Jonathan Z. Smith on Religion
- ISBN: 9780429020292
- Published By: Routledge
- Published: December 2020
The late Jonathan Z. Smith, whose towering legacy continues to loom large in religious studies, needs no introduction among scholars and students of religion. This makes Christopher I. Lehrich’s task of introducing him to us all the more difficult. For, if we already know Smith, what more can there be to learn? In Jonathan Z. Smith on Religion, Lehrich “redescribes” (to use a Smithian term) the late historian of religion to his audience with fresh readings of Smith’s well-known and oft-cited corpus. In so doing, we learn that the Smith we “know” is perhaps one of our imagining. In fact, the real Smith, evident from his scholarly output, is even more fascinating than the myth we have invented.
As part of the Routledge Key Thinkers in the Study of Religion series, Lehrich’s text introduces Smith’s work through methods and terms which preoccupied the late scholar during his career. Lehrich surveys Smith’s technical terms of classification, definition, and difference. He also examines Smith’s comparative method and his predecessors in the field, Sir James George Frazer and Mircea Eliade. Additionally, Lehrich frames Smith as a dissatisfied critic of the field during the height of his career (roughly 1980-2000), during which time he frequently cautioned against the increasing “localization” or “Balkanization” of the field—now firmly entrenched in religious studies departments throughout North America (151).
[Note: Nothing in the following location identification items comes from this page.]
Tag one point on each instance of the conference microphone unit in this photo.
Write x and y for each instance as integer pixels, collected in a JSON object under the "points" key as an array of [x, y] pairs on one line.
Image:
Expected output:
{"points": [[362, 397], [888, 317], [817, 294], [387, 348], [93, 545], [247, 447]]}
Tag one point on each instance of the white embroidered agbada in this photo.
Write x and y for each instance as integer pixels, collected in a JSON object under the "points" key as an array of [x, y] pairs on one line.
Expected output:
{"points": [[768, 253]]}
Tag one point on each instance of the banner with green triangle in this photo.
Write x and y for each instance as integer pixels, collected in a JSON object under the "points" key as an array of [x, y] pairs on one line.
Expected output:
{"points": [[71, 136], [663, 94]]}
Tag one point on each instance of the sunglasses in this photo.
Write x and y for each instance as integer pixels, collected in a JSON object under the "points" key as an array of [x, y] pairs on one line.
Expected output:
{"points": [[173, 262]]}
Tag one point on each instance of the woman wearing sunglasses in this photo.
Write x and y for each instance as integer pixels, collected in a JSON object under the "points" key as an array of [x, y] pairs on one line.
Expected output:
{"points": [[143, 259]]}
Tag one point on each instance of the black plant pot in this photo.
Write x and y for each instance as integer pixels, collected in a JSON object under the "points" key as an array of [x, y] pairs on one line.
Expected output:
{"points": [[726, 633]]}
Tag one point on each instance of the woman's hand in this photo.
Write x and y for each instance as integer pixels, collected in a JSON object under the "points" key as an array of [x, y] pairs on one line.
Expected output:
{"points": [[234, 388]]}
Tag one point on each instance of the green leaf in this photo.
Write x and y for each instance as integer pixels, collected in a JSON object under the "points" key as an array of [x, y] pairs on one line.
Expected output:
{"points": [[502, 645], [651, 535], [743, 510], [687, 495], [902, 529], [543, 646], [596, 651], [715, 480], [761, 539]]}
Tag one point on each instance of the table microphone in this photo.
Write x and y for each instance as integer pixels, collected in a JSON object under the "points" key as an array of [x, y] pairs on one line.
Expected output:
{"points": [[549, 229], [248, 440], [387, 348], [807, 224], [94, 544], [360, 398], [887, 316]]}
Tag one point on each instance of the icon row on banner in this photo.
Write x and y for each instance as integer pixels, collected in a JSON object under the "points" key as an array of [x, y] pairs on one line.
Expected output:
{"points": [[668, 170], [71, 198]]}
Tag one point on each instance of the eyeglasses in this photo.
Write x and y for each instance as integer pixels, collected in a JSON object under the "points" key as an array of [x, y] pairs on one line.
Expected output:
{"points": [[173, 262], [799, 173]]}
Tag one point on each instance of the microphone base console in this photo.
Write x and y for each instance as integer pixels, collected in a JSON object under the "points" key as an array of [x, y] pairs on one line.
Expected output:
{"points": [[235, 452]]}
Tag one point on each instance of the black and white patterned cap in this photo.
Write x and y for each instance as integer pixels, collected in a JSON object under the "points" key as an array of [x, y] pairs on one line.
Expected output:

After a short first chapter of biography containing helpful and explanatory remarks about Smith and his background, Lehrich begins the bulk of the work in chapter 2, with a technical introduction to classification and taxonomy. In this sprawling chapter, Lehrich puts Smith directly in counterpoint with his intellectual influences in the biological field of taxonomy. This section is both tedious and informative, given that most students and scholars of religion have little familiarity with—nor do they share Smith’s fascination of—the technical aspects of phenetics, cladistics, polythetic taxonomy, and the like. Therefore, Lehrich’s redescription of Smith’s preoccupation with definition, classification, and polythetic taxonomy clarifies important aspects of Smith’s methodological framework. This is particularly important for understanding how Smith confounded the notion of a sine qua non, or essential quality, for religion and religions.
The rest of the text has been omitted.